To go ashore, we transferred from the Ocean Dream to smaller boats, coming ashore at Hanga Roa, a relaxed village with a population of approximately 7000.
From Hanga Roa, we first made our way to Anakena beach, a beach with brilliant white sand and Moai in the background, it is one of the few swimming spots on the island. The Moai stand atop stone platforms called ‘ahu’. Each Ahu has it’s name engaved below, and the Ahu at Anakena Beach is called Ahu Nao-Nao. After being buried for a long time, they remain in good condition with 5 of the 7 Moai fully intact, with each Moai bearing a ‘pukao’ on their heads, serving like a hat for each statue.
Next, we headed towards Ahu Tongariki where Easter Island’s single largest gathering of 15 Moais stand.
Located atop a remote cliff is the so-called “traveling Moai”. Facing off into the distance, we can somewhat sympathise as fellow travellers.
Most of the islands Moai’s face with their backs towards the sea, and they are said to use the mysterious energy “mana” to protect the village. The peaceful energy felt throughout the island is perhaps courtesy of the ongoing protection and watchful gaze of the Moai.
Our final destination is the Rano Kau volcano and Orongo Crater.
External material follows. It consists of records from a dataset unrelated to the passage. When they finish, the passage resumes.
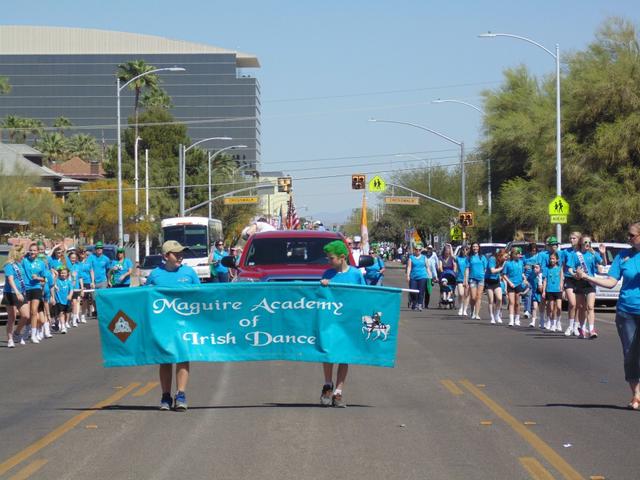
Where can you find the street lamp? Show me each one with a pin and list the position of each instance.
(119, 88)
(212, 157)
(489, 194)
(441, 135)
(556, 57)
(182, 162)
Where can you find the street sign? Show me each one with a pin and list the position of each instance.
(377, 184)
(558, 218)
(402, 200)
(559, 206)
(239, 200)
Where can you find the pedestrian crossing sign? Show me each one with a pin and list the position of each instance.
(559, 206)
(377, 184)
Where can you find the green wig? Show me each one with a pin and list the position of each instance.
(337, 247)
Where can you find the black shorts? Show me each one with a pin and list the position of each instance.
(35, 294)
(10, 299)
(58, 308)
(570, 282)
(584, 288)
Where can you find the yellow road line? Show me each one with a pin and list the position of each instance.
(535, 468)
(62, 429)
(531, 438)
(452, 387)
(146, 389)
(29, 470)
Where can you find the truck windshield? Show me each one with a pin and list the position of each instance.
(286, 251)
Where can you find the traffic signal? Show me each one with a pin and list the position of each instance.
(284, 184)
(357, 182)
(466, 219)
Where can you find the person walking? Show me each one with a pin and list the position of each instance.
(625, 267)
(173, 274)
(13, 293)
(417, 276)
(340, 272)
(475, 278)
(219, 273)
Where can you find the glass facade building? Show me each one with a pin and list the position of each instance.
(67, 72)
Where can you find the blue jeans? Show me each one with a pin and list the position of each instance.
(419, 284)
(628, 326)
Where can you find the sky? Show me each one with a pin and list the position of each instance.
(327, 67)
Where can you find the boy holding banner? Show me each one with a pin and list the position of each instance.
(173, 273)
(341, 272)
Orongo has a trekking course, and within the course is the ‘Orongo Bird Man Ceremony Ruins’, where the remains of houses still lie.
In the bay lies the tiny island of Motu Nui, which stands out in the brilliant blue ocean, the bluest of anywhere yet in our travels.
Orongo Crater is right next to the caldera of Rano Kau volcano, and this also serves as an important water resource for the island.
One of the still-unsolved mysteries of the Lonely Island is that of the indigenous island text “Rongorongo”. We have traveled all around the world to today be here in this island full of mystery, and now taking in the fresh island air, sea and sky, the mysteries are starting to unravel.
As the ship was anchored offshore, there were held Moai-building workshops, dance performances, musicians, and many different residents of the island come onboard to share the culture of Rapa Nui with everyone.
On the seventh-floor stage in Broadway, there was a traditional Rapa Nui performance which told the story of the island and its history through dance and song. The powerful performance was warmly accepted, striking a chord in the hearts of everyone present.
As the sun set, the Ocean Dream but Easter Island behind and continued on its voyage, embarking once again out into the vast ocean, heading out into the South Pacific Ocean towards Tahiti.